Немудрено, что это убрали, чувиха выглядела ошарашенной. Чего не скажешь про мою с Литейного – довольно кивала головой: яркое описание, поэтичное, мы в ЮНЕСКО ценим поэтичность. Вадим заметил: всегда больше спрашивают, чтобы было из чего кроить. Рогнеда прибавляет: показывали бы и то, и другое, интересно же сравнить, что в еду идет, что на помойку.
Всё, поехал, говорит Либергауз… Оставайся, уложим напротив – Вадим показывает на меня… Раб своего процветания, говорит Либергауз, не могу. Нажимает кнопку на мобильном, выговаривает в него: давай. Есть машина, есть шофер. Есть особняк с колоннадой, два крыла. А мне сколько и вам. Нельзя не эксплуатировать нажитое. Поехали, предлагает мне. Мотаю головой. Он говорит: понимаю, – но во взгляде сочувствие к не имеющему особняка. К не поехавшему в Алоль и теперь не имеющему особняка. Подкатывает машина, даже не бесшумно, а с минус-шумом. Высасывая шум лиственный, шагов, травяной. Показываем друг другу, что обнимаемся. Он говорит Вадиму-Рогнеде про меня: как с первого раза не поехал, так и держится… Пррьють – нет Либергауза.
Я зеваю, и Вадим поднимает указательный палец: наверх. Иди наверх. Сколько раз я у них ночевал, всегда на втором этаже, в одной и той же комнате. Иди в твою комнату, говорил Вадим – и Рогнеда стала говорить. Зимой мне давали второе одеяло и включали калорифер: батареи грели по-дачному, к утру слабее, я подмерзал. Летом оставляли только простыню, но в жаркие дни нагревшаяся крыша долго не остывала, я сдвигал простыню ступнями в край и там сминал – чтобы не касалась, не покушалась на мою первозданную свободу, однако была достижима. Я и они говорили «первозданная», неосознанно поддерживая манеру речи, с годами укоренившуюся в нас. В той же манере следовало сказать – «прилипшую».

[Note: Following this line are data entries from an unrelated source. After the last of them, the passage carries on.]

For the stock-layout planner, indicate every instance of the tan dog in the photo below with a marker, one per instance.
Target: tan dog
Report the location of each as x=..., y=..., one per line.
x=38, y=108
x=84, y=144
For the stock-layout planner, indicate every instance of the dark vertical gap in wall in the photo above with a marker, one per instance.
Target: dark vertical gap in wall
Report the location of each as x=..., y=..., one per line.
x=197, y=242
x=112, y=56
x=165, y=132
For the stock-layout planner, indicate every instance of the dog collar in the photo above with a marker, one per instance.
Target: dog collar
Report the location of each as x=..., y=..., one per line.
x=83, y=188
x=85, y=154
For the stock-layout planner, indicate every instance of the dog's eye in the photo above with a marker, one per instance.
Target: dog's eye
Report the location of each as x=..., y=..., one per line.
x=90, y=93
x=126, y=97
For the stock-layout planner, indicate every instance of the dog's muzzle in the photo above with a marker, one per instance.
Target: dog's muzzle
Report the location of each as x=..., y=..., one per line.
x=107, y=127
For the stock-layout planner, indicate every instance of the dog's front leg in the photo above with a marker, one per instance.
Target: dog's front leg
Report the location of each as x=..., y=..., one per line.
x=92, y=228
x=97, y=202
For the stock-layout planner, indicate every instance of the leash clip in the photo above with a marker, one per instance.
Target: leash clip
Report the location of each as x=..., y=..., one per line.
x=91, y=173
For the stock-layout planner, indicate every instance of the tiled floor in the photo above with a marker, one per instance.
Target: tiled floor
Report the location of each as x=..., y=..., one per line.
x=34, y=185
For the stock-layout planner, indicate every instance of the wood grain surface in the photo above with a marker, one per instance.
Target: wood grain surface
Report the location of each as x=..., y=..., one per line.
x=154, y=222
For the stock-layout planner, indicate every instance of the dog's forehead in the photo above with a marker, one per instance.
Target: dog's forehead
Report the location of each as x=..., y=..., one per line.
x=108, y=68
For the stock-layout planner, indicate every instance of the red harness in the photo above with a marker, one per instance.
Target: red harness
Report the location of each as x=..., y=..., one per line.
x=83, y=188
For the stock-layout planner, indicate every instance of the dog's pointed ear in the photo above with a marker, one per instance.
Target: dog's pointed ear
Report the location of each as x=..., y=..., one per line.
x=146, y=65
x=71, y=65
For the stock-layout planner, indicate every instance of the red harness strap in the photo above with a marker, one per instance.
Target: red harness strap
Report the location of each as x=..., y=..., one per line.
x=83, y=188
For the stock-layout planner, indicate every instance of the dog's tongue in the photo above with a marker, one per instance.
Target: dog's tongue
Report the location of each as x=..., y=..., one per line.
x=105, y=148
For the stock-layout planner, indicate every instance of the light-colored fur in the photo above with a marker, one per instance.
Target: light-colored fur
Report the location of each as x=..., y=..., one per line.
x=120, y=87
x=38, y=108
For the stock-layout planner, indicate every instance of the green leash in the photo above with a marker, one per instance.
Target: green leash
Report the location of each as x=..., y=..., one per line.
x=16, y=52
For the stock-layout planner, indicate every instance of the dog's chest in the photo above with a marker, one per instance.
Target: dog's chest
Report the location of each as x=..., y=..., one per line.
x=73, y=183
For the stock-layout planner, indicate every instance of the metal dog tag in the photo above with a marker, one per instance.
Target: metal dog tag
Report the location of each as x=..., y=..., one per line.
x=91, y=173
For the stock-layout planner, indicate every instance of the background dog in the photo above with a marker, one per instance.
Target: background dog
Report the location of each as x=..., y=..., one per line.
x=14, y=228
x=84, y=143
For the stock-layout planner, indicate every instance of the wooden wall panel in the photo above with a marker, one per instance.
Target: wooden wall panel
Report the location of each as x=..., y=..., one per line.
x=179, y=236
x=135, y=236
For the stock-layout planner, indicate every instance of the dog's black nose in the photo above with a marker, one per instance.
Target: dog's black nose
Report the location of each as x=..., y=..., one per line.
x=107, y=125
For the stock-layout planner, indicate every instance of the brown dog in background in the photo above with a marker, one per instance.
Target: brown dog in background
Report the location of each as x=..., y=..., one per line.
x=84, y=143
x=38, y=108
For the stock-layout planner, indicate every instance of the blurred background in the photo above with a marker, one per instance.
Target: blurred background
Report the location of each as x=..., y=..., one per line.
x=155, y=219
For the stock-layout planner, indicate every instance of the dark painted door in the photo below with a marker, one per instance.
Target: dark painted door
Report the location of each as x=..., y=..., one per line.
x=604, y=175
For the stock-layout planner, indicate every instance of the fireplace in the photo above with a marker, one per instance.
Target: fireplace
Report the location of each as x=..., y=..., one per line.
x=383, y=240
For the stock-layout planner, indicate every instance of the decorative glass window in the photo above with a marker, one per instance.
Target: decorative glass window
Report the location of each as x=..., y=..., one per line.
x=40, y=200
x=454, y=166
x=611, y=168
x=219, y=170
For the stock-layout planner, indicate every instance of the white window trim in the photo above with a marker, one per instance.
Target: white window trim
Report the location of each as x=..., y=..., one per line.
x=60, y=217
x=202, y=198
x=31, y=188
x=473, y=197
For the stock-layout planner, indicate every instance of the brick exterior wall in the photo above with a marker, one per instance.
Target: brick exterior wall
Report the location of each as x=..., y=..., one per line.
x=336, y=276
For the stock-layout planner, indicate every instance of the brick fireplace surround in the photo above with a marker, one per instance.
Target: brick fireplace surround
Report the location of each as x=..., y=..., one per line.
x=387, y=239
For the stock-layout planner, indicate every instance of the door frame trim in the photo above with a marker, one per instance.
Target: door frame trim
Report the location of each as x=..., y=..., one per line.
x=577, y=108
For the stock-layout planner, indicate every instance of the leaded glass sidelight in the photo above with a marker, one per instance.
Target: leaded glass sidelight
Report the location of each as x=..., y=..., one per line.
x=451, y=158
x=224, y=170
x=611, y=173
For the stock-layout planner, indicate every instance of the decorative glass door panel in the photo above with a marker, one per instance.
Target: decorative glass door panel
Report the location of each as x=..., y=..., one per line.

Поднялся, свернул в ванную,
Я проснулся с начинающимся светом, было прохладно, я подтянул пяткой простыню и укрылся. Лежал на спине, глаза закрыты. Сон был где-то рядом, но путавшийся с дневной ясностью. Что-то приятное, однако с маленькой легонькой как будто порчей. Всех их увидеть по телевизору было славно. Да, именно это – приятно. Но все все-таки в первую очередь старики, вот главное впечатление. Старикам не надо говорить. Особенно выступать, особенно в телевидении – не надо. Бормочите друг другу. Друг-други сами это знают. Говорить лучше помоложе. Когда живут еще к неизвестному итогу, не окончательно, не вполне предсказуемо. Им надо настаивать, противоречить, побеждать. А старики говорят никому. Они умирание. Вместо поколения умирание. Жаль. Это, что ли, порча? Ну да, это тоже порча, но это общее место.